Fingerprint Generation

The fingerprint types implemented in the GraphSim TK encode the 2D graph features of molecules. Fingerprints can be used in applications such as similarity searches, molecular characterization, molecular diversity and chemical database clustering.

The following five types of fingerprints are implemented:

  1. MACCS (OEFPType_MACCS166)

  2. LINGO (OEFPType_Lingo)

  3. Circular (OEFPType_Circular)

  4. Path (OEFPType_Path)

  5. Tree (OEFPType_Tree)

MACCS

MACCS keys are 166 bit structural key descriptors in which each bit is associated with a SMARTS pattern.

The following code snippets demonstrate two separate ways to create a MACCS keys fingerprint:

fp = oegraphsim.OEFingerPrint()
oegraphsim.OEMakeMACCS166FP(fp, mol)
oegraphsim.OEMakeFP(fp, mol, oegraphsim.OEFPType_MACCS166)

LINGO

The GraphSim TK provides fingerprint API for the LINGO similarity search method implemented in OEChem TK.

The following code snippets demonstrate two separate ways to create a LINGO fingerprint:

fp = oegraphsim.OEFingerPrint()
oegraphsim.OEMakeLingoFP(fp, mol)
oegraphsim.OEMakeFP(fp, mol, oegraphsim.OEFPType_Lingo)

Circular

A circular fingerprint is generated by exhaustively enumerating all circular fragments grown radially from each heavy atom of the molecule up to the given radius and then hashing these fragments into a fixed-length bitvector. See Figure: Example of enumerating circular fragments with various radii.

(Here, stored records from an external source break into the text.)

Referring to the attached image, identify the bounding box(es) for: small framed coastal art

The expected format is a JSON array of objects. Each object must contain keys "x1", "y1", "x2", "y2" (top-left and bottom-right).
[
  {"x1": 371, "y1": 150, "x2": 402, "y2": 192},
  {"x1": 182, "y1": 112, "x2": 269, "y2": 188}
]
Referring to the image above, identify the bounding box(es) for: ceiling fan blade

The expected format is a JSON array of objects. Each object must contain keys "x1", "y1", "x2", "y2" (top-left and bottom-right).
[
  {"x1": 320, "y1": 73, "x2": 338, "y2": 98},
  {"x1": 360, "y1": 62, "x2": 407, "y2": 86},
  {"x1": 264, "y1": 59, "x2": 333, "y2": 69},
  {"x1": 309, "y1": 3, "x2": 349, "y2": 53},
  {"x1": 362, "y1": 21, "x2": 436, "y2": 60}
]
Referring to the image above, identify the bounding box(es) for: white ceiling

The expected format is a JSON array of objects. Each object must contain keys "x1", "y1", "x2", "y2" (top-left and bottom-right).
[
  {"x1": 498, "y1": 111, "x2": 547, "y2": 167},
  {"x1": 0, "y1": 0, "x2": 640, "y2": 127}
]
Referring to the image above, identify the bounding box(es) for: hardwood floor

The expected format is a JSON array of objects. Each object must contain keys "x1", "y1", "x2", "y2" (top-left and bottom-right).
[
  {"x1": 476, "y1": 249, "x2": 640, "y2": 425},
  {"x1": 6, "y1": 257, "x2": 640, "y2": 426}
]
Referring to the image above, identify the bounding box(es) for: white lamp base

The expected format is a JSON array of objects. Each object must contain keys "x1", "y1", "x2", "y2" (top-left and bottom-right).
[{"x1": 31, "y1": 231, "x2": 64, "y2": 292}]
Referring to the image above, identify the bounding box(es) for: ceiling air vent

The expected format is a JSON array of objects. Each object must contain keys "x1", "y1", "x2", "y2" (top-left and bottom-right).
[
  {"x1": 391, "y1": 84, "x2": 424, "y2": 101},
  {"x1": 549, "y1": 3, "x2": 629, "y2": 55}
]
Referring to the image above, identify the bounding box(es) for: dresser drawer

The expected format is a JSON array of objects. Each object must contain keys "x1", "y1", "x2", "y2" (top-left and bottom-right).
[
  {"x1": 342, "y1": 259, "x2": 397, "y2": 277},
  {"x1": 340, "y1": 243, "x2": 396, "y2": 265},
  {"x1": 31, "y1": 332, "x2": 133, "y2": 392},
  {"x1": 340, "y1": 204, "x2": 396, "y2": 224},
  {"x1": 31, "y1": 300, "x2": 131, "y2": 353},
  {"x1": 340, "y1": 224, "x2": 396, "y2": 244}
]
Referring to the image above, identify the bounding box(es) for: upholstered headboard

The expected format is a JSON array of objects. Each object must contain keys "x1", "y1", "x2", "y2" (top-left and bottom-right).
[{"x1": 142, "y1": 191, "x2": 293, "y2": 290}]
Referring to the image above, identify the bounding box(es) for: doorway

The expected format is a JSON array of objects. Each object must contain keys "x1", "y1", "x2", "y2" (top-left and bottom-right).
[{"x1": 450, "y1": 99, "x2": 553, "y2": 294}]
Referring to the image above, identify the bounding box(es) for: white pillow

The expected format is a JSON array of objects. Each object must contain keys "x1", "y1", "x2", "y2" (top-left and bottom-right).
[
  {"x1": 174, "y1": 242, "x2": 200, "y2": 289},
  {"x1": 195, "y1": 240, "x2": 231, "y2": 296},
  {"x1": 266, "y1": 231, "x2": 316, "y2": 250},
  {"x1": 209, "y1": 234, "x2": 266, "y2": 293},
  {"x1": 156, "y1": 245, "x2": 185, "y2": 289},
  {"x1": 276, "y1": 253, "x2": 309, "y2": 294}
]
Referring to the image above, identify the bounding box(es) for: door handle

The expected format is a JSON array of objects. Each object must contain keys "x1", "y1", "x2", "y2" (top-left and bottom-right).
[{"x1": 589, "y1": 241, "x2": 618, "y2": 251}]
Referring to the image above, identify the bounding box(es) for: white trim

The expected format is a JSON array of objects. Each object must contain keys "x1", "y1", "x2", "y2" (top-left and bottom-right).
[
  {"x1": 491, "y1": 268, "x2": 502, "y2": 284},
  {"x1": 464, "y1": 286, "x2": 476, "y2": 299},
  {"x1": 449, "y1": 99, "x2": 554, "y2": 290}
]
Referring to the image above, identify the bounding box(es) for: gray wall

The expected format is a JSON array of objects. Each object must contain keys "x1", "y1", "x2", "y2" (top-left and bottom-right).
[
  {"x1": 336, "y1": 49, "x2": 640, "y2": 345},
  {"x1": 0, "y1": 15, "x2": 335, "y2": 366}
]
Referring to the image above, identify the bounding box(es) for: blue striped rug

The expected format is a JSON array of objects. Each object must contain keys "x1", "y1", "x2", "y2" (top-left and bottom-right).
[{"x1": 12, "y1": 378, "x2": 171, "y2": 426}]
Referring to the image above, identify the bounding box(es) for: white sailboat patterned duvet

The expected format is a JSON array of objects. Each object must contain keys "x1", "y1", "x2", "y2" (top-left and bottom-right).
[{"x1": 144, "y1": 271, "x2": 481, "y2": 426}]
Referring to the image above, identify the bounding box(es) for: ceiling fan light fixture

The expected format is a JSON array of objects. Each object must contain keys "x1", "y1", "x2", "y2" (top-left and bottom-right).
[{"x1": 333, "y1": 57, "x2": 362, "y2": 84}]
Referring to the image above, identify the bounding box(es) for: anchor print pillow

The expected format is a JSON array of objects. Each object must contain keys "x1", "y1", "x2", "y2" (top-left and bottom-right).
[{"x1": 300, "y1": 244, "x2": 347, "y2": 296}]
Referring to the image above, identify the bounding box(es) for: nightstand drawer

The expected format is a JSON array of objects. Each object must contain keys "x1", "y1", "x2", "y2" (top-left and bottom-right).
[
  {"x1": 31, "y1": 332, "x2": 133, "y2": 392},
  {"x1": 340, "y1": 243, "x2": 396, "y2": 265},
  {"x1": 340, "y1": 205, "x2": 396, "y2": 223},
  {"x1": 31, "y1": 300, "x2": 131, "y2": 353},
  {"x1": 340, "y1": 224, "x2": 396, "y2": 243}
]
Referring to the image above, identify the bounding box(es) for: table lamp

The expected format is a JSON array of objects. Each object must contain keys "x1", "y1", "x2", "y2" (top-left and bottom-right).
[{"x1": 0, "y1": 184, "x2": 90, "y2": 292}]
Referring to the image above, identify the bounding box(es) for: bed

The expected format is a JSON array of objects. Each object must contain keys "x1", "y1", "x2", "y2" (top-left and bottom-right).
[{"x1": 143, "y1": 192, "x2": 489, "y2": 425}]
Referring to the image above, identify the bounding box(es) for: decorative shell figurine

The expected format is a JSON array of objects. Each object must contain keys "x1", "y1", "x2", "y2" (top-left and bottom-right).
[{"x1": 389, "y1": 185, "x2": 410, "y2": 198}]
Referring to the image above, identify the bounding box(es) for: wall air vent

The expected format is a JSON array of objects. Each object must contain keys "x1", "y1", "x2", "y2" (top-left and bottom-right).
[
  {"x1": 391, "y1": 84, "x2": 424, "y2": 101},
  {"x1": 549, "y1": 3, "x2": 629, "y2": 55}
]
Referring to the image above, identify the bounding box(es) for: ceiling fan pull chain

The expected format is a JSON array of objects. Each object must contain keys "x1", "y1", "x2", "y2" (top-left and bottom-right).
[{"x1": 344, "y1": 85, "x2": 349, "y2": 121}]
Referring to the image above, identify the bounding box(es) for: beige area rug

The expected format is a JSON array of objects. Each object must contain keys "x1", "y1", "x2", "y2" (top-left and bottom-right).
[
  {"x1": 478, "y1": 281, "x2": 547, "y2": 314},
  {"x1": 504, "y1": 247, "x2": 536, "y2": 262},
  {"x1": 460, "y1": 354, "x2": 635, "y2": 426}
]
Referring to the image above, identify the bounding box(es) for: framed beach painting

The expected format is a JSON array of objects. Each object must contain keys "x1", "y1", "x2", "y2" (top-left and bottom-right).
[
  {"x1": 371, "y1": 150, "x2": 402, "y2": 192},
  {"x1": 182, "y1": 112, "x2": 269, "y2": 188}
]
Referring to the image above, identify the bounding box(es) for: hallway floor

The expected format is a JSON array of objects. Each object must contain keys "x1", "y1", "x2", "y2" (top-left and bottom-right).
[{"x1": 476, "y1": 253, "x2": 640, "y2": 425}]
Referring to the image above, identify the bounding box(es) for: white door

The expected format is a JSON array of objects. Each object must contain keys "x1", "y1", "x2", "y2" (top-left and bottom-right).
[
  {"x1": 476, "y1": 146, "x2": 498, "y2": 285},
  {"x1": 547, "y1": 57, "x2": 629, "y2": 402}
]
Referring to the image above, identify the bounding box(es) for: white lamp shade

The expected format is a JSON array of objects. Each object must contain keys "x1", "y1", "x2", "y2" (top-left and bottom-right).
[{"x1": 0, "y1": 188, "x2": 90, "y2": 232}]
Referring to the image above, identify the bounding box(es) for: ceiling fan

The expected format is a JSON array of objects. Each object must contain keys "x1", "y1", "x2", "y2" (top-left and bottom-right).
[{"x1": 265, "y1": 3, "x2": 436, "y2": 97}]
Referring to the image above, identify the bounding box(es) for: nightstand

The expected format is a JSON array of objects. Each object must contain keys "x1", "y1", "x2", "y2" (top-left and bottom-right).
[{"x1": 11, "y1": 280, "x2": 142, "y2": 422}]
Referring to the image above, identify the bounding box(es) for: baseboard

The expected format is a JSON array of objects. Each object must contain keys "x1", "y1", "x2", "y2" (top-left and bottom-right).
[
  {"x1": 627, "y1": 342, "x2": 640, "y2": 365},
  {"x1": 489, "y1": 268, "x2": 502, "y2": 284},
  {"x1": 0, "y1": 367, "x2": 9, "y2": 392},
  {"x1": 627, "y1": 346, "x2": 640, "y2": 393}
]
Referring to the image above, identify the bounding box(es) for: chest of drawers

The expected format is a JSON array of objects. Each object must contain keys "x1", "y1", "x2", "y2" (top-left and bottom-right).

../_images/CircularEnumeration.png

Example of enumerating circular fragments with various radii

The following code snippets demonstrate two separate ways to create a circular fingerprint with default parameters:

fp = oegraphsim.OEFingerPrint()
oegraphsim.OEMakeCircularFP(fp, mol)
oegraphsim.OEMakeFP(fp, mol, oegraphsim.OEFPType_Circular)

Path

A path fingerprint is generated by exhaustively enumerating all linear fragments of a molecular graph up to a given size and then hashing these fragments into a fixed-length bitvector. See Figure: Example of enumerating path fragments with various lengths.

../_images/PathEnumeration.png

Example of enumerating path fragments with various lengths

The following code snippets demonstrate two separate ways to create a path fingerprint with default parameters:

fp = oegraphsim.OEFingerPrint()
oegraphsim.OEMakePathFP(fp, mol)
oegraphsim.OEMakeFP(fp, mol, oegraphsim.OEFPType_Path)

Tree

A tree fingerprint is generated by exhaustively enumerating all tree fragments of a molecular graph up to a given size and then hashing these fragments into a fixed-length bitvector. See Figure: Example of enumerating tree fragments with various lengths.

../_images/TreeEnumeration.png

Example of enumerating tree fragments with various lengths

The following code snippets demonstrate two separate ways to create a tree fingerprint with default parameters:

fp = oegraphsim.OEFingerPrint()
oegraphsim.OEMakeTreeFP(fp, mol)
oegraphsim.OEMakeFP(fp, mol, oegraphsim.OEFPType_Tree)

Hint

GraphSim TK also provides the ability to parameterize the circular, path and tree fingerprint generation with arbitrary sets of properties. For more details see the User-defined Fingerprint chapter.